I spent years in the TV news industry, and early in my career, veteran black female reporters, anchors and executives would let us know that natural hair was not acceptable if you wanted to be successful. Just think about how many local or national TV reporters or anchors you've seen with natural hair. There are a few, such as Atlanta's Monica Kaufman Pearson, but not many.
It's unfortunate, but dealing with damaged hair has become a typical part of the black female experience in America. I've had a perm since childhood. And I've shed my share of tears about my hair being overprocessed or stressed in some other way, forcing me to cut off all of my hair or seek dermatology treatments. But I never actually even thought about going natural until I interviewed Ritchie this week for my "Inside Her Story" radio segment on The Tom Joyner Morning Show.

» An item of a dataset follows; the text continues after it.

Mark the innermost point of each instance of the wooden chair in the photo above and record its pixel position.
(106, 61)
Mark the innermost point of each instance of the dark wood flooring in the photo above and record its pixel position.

During the interview, Ritchie mentioned traction alopecia again. It's seen mostly in black women, with the hair loss occurring around the front hairline and over the ears (think Naomi Campbell). After the Joyner interview, several listeners e-mailed me about this condition. One was Dr. Monte Harris, a hair-restoration expert. He considers traction alopecia an epidemic among women of African descent.
Harris would like to see all black women transition to natural hair. That's remarkable, because a major part of the business at his Chevy Chase, Md., clinic, Center for Aesthetic Modernism, is repairing damage from styling techniques that are anything but natural. But he says that he's had no choice but to encourage his clients to embrace natural hair, given the damage he's seen: "I'm going to be real and do what's best, and let the chips fall where they may. I can say I did what was most appropriate at the time to uplift black women. On one level we are peers. This is our fight."
Harris is optimistic that what he's seeing in the entertainment industry could create a bit of a movement among everyday women. Stars like Chrisette Michele and Solange Knowles have gone totally natural, he points out, and other black celebs are taking out their weaves and wearing their own, shorter hair, natural or not — a tremendous step toward healthier hair.
For many black women, straight hair is all we know. Our mothers, grandmothers and all of the women we grew up around had perms, weaves or wigs. Natural hair, quite frankly, seems foreign. But Harris says that thinking of straight hair as better is just wrong. He suggests that black women redefine and broaden what it means to have natural hair.
For those who are not ready to go natural, consider an experience that Harris had. Some folks from Italy were visiting his office and asked him if many black women have cancer, since so many of us wear wigs and false hair. Harris suggests that this is how many around the world see black women.
How can you not want to be part of changing that perception? I can't say I'm going natural anytime in the near future, but after talking to Harris, I'm ready to seriously explore other options for my hair.